Client EA has no tenderness, pain or unusual sensations upon palpation over the inter-coastal spaces, ribs and chondral junctions. Client EA has a slight Trachea deviation and Symmetrical chest expansions. There is vocal fremitus present. Client EA has no crepitus and Fremitus is symmetric and easily identified in the upper regions of the lungs.

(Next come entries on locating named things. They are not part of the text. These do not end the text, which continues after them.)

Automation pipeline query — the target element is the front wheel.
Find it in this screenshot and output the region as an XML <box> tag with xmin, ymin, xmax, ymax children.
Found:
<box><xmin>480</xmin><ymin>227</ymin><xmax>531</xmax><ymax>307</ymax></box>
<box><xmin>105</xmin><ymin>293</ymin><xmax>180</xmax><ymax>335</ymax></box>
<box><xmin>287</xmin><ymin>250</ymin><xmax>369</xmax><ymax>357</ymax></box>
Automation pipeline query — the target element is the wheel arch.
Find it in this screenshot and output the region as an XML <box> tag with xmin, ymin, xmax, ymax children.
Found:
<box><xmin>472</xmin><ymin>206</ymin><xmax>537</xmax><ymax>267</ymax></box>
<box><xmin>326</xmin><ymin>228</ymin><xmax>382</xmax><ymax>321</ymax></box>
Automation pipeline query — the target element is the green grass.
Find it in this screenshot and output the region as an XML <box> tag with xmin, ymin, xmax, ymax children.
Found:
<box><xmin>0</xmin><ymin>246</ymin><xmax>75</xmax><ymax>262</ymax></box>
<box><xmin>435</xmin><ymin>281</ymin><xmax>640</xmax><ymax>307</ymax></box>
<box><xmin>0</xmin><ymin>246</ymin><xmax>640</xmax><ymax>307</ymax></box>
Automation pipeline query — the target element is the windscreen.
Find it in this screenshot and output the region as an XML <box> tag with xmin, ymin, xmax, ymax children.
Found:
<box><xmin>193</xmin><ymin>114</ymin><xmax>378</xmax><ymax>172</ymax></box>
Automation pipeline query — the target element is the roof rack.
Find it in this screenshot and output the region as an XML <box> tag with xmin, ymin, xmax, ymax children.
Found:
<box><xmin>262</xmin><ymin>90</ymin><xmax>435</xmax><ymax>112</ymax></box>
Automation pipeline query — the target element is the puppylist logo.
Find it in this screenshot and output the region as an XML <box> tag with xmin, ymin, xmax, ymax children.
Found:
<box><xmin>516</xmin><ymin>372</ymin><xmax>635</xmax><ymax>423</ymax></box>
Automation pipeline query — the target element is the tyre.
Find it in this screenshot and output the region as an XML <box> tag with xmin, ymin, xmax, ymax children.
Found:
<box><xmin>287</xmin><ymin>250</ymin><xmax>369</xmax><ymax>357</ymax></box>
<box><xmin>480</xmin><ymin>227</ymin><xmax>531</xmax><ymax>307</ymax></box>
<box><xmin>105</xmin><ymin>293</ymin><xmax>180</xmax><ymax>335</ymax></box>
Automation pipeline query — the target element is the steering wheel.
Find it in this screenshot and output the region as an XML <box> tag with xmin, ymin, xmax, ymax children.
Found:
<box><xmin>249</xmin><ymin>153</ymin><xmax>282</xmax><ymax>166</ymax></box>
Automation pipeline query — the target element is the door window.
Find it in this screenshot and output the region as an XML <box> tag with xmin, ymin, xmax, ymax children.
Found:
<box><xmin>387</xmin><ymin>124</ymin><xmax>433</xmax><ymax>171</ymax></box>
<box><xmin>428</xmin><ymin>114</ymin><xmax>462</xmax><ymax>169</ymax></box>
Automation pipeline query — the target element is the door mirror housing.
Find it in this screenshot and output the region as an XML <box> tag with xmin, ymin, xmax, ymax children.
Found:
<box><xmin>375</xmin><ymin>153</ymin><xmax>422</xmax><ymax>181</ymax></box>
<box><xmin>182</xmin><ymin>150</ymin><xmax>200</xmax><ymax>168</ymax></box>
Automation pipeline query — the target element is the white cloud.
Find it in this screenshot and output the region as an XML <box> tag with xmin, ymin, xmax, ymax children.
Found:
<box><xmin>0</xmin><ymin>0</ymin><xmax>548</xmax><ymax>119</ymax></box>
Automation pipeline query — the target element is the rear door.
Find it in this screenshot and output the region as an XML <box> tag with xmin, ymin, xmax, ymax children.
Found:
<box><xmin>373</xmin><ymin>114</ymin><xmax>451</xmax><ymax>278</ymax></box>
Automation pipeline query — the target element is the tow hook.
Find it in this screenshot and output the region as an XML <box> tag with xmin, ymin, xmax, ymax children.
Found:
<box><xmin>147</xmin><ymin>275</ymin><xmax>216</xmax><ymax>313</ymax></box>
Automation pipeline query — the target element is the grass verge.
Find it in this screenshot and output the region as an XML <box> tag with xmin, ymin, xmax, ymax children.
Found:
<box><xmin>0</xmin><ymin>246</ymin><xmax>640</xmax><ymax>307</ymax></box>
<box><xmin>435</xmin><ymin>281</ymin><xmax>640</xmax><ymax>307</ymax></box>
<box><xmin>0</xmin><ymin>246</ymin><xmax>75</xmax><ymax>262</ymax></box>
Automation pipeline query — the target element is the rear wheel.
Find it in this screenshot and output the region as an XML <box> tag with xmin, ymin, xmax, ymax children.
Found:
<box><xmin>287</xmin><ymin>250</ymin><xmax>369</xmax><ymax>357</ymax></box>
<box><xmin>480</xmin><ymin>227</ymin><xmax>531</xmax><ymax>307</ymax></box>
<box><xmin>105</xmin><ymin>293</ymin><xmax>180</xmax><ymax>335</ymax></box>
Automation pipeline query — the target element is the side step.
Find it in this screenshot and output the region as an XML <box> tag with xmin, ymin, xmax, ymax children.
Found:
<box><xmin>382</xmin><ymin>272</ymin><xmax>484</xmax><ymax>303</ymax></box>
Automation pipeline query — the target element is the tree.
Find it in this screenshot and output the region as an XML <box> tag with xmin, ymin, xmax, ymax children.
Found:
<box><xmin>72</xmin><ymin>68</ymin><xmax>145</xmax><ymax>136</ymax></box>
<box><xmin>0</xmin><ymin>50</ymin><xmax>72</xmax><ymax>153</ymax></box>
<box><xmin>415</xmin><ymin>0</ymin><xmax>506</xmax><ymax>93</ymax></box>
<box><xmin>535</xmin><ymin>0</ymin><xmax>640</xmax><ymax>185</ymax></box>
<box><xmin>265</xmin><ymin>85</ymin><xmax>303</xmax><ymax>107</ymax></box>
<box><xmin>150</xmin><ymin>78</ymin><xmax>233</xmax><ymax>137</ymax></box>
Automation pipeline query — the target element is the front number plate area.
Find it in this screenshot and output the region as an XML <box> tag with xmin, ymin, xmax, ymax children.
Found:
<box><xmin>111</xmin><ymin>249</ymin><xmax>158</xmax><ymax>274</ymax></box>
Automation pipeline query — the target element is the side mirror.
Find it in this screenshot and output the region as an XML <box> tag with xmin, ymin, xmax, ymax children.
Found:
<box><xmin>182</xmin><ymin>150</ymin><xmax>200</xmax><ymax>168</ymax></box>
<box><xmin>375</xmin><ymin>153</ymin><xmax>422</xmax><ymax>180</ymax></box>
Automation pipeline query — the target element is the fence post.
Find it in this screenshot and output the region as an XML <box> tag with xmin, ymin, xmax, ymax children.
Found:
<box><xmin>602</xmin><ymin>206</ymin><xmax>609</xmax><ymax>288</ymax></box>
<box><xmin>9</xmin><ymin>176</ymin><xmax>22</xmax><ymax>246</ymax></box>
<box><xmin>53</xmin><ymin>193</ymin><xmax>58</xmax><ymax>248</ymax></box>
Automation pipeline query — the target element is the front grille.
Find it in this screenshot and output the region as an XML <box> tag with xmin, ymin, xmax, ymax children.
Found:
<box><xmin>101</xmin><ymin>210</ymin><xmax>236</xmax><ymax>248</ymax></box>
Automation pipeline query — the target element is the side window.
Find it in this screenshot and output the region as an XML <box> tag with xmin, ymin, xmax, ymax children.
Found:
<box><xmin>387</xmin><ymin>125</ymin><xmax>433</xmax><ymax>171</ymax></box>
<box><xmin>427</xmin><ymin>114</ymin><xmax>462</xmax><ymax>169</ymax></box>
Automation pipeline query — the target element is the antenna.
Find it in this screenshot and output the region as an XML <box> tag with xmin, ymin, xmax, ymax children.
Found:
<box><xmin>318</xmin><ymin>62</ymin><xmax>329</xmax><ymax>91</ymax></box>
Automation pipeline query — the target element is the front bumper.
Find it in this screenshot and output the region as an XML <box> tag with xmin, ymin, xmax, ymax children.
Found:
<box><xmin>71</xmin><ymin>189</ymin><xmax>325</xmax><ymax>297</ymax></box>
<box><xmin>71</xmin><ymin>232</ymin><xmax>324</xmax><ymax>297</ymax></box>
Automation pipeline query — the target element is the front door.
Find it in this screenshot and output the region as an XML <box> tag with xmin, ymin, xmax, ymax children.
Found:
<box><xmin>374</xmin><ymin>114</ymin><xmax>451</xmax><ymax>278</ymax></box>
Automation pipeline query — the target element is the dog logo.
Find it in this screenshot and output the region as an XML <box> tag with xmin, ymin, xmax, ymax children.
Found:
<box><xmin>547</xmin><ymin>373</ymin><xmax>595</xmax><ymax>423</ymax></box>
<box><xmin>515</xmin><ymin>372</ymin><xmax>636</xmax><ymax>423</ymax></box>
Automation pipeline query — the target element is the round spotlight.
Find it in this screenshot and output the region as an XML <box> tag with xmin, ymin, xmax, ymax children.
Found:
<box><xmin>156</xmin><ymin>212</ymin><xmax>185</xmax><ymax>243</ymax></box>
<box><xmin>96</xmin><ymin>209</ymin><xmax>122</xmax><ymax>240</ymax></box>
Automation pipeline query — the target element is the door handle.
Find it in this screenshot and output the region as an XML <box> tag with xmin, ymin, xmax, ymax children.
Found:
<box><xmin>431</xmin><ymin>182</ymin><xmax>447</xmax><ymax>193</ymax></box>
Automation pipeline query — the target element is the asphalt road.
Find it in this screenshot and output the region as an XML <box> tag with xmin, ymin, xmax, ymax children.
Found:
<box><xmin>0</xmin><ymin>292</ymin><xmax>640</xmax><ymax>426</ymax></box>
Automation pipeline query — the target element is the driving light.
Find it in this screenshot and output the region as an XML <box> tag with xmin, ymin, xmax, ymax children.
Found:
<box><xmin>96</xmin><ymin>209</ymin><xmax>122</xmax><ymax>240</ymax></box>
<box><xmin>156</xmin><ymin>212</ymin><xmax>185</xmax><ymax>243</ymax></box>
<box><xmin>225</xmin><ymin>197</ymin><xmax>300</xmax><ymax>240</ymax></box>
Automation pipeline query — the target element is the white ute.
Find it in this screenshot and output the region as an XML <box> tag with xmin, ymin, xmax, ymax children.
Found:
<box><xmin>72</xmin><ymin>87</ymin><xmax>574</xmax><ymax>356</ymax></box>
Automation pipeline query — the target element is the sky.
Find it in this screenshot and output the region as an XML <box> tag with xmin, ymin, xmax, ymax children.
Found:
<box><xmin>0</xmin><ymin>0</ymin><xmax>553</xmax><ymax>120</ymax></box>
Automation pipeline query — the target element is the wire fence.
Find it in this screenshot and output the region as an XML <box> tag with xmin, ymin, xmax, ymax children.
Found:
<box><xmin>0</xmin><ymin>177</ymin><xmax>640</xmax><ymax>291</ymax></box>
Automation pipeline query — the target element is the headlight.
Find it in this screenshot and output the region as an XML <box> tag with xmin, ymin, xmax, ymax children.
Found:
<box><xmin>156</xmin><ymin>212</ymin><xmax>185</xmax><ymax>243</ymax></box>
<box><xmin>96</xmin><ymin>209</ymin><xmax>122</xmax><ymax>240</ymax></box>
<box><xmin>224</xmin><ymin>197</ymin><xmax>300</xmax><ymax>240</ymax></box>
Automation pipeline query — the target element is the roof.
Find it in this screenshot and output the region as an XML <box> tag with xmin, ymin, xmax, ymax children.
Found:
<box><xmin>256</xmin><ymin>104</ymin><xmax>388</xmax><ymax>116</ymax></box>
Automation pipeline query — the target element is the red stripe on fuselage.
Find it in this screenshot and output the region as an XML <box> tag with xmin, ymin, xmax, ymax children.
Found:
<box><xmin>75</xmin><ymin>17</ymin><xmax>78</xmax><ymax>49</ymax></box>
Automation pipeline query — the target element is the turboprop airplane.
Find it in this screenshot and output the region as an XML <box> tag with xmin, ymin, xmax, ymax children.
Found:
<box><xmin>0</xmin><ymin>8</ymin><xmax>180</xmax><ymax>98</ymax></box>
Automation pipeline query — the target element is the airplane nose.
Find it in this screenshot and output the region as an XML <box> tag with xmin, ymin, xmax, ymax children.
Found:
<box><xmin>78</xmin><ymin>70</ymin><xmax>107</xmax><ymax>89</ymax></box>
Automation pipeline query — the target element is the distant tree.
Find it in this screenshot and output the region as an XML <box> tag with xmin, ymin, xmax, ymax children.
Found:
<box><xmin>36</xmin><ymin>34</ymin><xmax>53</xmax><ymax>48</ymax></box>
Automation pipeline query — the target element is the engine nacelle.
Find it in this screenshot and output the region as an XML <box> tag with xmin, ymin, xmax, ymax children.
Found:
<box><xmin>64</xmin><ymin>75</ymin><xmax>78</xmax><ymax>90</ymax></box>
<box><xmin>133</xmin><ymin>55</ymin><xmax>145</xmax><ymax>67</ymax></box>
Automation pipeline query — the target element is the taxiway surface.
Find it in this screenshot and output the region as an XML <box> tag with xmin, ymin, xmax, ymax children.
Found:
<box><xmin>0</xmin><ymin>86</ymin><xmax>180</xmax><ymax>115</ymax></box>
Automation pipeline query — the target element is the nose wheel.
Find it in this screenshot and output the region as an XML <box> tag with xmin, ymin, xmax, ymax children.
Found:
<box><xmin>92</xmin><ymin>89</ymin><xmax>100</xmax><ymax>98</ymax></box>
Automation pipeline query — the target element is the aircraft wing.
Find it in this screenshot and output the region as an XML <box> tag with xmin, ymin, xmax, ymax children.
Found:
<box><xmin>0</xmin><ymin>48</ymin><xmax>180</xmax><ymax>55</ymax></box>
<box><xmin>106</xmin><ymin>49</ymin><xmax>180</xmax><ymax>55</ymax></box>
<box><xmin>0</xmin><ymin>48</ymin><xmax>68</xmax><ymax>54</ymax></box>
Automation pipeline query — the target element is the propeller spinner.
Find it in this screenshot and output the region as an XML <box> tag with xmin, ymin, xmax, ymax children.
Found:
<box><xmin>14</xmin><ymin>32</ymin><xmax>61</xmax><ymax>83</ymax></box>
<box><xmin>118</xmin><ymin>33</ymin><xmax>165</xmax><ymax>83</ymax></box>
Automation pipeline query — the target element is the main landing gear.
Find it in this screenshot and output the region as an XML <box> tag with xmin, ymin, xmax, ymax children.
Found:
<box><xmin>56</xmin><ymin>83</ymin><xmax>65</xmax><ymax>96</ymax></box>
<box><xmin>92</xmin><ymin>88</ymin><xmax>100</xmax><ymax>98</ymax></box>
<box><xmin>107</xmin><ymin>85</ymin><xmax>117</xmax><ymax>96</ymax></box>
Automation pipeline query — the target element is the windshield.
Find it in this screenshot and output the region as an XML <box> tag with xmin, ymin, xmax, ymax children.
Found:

Symmetrical chest expansions

Auscultation

Upon auscultation all breath sounds were within normal limits. There was no adventitious sound present. No wheezing, Crackles noted. The Auscultation voice sounds of Bronchophony was noted to be soft. The Egophony voice sound was also noted to be soft and the Whispered Pectoriloquy was muffled.

Percussion

There was no Hyperresonnance noted across the scapulae or both shoulders, nor the bases of the lungs. There was a flat tone noted over the shoulder and scapulae Client EA excursion was equal and bilateral and measured 5 cm. The level of the diaphragm is higher on the right

Cardiovascular system

Inspection

Upon inspection there are no chest wall deformities. Mucous membranes are not pale and no blue discoloration of the skin and mucous membranes. Capillary refill is less than 3 seconds. Finger clubbing is absent and no splinter hemorrhage in the nail bed. The extremities are warm with no subcutaneous oedema. Regular venous pulse absent

Auscultation

Client EA was in a supine position with upper trunk elevated 30 degrees. The diaphragm of the stethoscope was used for auscultating all areas of the precordium for high pitched sounds and the bell of the stethoscope for low pitched sounds, Aortic,Pulmonic,Erb’s point,Mitral and Tricuspid area.Upon auscultation no blowing or swishing sounds are noted. S1 and s2 heart sounds heard; S2 immediately follows after S1 and is heard the loudest at the base. No murmurs are heard or Gallops noted.

Palpation

Apex beat palpable at the 5th intercoastal space, No Palpable thrill, Each Carotid artery were palpated one at a time. Each were 2+

Peripheral Vascular

Inspection

Upon inspection the arms are bilaterally symmetric with no edema noted bilaterally. Client EA skin color of hands and arms are a even skin tone bilaterally. No Lymph edema noted. Client’s arms and legs are without any lesions. Clients Hair covers the skin on the legs and arms. No varicosities are noted

Palpation

Client EA skin is warm to touch on the upper and lower extremities, fingers to the fingertips. The capillary beds refill was less than 2 seconds. The radial pulses are bilaterally strong 3+ with a resilent bounce. The client’s ulna pulse was 2+. The client’s brachial pulse was equal bilaterally. The Allen test was performed on the client and pink coloration returned to the palm within 4 seconds. The Femoral pulses were strong and equal bilaterally. The popliteal pulse was palable with normal circulation. The dorsalis pedis pulses are strong bilaterally. The tibial pulse is strong bilaterally. The Homans’ sign was performed. There was no pain or tenderness noted so the test was negative.

Auscultation

The stethoscope was placed over the femoral area to make sure client EA did not have any arterial occlusion.  No bruits noted over the femoral artery.

Lab investigations

  1. Chest X-ray- cardiomegally, pleural effusion, tracheal deviation
  2. Full haemogram- leukocytosis, low hemoglobin levels
  3. Echocardiogram

References

Weber, J., Kelley, J., &Sprengel, A. (2010). Lab manual to accompany health assessment in nursing (4th ed.). Philadelphia: Lippincott.